The answer from the left should be that, in their philosophy, it is not about free or guaranteed “benefits”, but rather protection against exploitation of the market and of merchants, whatever their motivations. Let’s not talk about the welfare state, but rather about the protective state.

Of course, I take my ideas from the great politicians of the 1930s, like Franklin D. Roosevelt and Leon Blum. But it was ultimately literature that influenced me the most in my left-wing politics — Zola, above all, in Germinal and money. Who can remain insensitive to the misery and the almost suicidal courage of Etienne, the striking coal miner, and to the mad and dangerous ambition of Saccard, the capitalist and speculator?

More recently, I came across two passages of the country of othersby Leila Slimani, which further illustrate my point, because Slimani is by no means Zola — in fact, she was appointed to Macron’s service as his personal representative for the Francophonie.
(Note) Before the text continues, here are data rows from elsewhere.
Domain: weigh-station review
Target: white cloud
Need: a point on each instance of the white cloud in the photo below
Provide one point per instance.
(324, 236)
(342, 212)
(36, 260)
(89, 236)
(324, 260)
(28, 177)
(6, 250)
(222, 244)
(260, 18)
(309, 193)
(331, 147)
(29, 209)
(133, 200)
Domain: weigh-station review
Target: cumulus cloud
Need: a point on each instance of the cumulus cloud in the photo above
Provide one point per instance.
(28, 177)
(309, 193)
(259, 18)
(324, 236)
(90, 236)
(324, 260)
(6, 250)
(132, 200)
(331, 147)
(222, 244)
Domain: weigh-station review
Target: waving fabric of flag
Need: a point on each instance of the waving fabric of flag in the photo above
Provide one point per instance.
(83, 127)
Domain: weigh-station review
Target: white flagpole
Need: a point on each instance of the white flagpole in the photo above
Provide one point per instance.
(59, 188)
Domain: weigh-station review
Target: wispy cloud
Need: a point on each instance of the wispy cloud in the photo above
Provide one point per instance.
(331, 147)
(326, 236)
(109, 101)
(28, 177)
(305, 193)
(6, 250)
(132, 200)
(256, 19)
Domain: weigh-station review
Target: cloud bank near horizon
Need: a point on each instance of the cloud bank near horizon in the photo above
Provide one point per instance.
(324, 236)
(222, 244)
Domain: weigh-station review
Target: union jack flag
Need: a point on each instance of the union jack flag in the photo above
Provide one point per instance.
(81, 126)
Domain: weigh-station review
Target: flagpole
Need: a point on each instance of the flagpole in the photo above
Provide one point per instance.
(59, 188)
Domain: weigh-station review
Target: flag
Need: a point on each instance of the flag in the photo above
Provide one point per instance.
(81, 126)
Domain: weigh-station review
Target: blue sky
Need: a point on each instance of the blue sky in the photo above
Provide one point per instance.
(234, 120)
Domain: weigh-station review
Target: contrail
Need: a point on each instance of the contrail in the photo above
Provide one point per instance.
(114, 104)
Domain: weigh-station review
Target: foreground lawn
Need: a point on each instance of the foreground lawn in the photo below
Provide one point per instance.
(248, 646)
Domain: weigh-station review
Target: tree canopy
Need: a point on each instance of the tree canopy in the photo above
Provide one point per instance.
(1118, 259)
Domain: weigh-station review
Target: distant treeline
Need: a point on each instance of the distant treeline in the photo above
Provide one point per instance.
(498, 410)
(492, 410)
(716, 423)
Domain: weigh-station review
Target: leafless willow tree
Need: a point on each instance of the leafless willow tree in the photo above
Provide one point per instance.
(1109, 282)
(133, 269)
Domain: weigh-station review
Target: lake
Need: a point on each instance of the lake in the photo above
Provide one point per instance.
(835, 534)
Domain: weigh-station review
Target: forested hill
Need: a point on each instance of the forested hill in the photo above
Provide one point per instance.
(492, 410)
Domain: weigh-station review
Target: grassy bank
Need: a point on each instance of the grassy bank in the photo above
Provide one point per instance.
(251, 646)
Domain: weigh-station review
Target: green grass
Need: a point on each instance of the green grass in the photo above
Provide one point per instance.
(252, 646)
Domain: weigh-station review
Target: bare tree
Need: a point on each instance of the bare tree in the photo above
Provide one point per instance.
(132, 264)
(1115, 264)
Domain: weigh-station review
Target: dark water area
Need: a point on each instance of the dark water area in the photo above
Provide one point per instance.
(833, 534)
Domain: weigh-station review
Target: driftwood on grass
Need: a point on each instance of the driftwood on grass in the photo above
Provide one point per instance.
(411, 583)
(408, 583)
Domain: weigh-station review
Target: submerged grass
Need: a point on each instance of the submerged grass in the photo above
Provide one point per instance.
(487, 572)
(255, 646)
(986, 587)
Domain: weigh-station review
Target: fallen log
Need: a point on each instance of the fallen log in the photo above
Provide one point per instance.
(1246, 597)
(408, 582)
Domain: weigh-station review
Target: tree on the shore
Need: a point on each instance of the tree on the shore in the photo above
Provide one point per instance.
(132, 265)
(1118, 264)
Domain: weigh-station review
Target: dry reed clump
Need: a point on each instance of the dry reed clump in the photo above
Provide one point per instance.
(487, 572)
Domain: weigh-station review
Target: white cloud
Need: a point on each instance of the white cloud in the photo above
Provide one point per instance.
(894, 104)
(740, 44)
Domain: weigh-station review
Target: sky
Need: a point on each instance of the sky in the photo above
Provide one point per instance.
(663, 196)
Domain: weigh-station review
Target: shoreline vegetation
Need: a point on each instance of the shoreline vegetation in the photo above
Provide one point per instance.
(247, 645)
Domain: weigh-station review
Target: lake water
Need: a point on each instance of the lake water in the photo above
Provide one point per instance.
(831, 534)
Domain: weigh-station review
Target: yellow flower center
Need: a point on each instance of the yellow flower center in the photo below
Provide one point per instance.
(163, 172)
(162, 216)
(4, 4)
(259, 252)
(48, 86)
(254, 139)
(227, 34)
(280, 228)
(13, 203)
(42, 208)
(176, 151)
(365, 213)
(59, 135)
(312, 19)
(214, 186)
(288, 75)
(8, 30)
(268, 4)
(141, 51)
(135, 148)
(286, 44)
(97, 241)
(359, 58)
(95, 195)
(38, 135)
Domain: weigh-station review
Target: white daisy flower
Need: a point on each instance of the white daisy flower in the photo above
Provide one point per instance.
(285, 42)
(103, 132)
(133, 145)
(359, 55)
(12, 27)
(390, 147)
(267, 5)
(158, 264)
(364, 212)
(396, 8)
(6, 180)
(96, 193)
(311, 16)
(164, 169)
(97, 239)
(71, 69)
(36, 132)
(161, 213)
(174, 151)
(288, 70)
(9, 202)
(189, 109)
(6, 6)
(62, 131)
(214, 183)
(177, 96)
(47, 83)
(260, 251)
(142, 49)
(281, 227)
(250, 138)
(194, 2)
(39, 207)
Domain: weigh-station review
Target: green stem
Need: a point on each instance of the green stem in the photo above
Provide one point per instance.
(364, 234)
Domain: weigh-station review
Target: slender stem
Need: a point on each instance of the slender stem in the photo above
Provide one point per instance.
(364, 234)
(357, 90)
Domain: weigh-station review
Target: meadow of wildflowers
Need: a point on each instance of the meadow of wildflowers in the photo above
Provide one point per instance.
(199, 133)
There are two entrepreneurs in his novel, hard-working Moroccan farmer Amine and a wealthy French settler, Mariani, who is mildly racist. The protagonist, Mathilde, an immigrant from Alsace, would like Amine, her husband obsessed with success, to be good-natured and relaxed, like her own father, Georges, “who had for the man… a benevolent pity, a tenderness which earned him the sympathy of strangers. In business, “Georges never negotiated out of greed, but simply for fun and, if he happened to trick someone, it was without doing so on purpose”. Amine, “serious” and “relentless”, pursues his ambition so far as to ask for the help of the reactionary anti-Maghrebi Mariani, whose condescension towards him is insulting. But Mariani isn’t quite tough; he “turned his head towards him and, as if he had sensed that Amine was hurt, said to him: ‘You want a tractor, right? It must be able to be arranged.” “.

Here, then, are two capitalists described as good-hearted, walking in the benevolent spirit of liberalism. A right-wing ideologue would say this demonstrates the side benefit of the free market. On the contrary. Georges exploits “unintentionally”; the help offered by Mariani is capricious. A leftist policy not only protects against intentional exploitation, but also against accidental or random abuse.

In short, a popular government would prevent Amine from having to beg from Mariani and would lend him the money to buy his tractor without shenanigans.

John R. MacArthur is editor of Harper’s Magazine.
His column returns at the beginning of each month.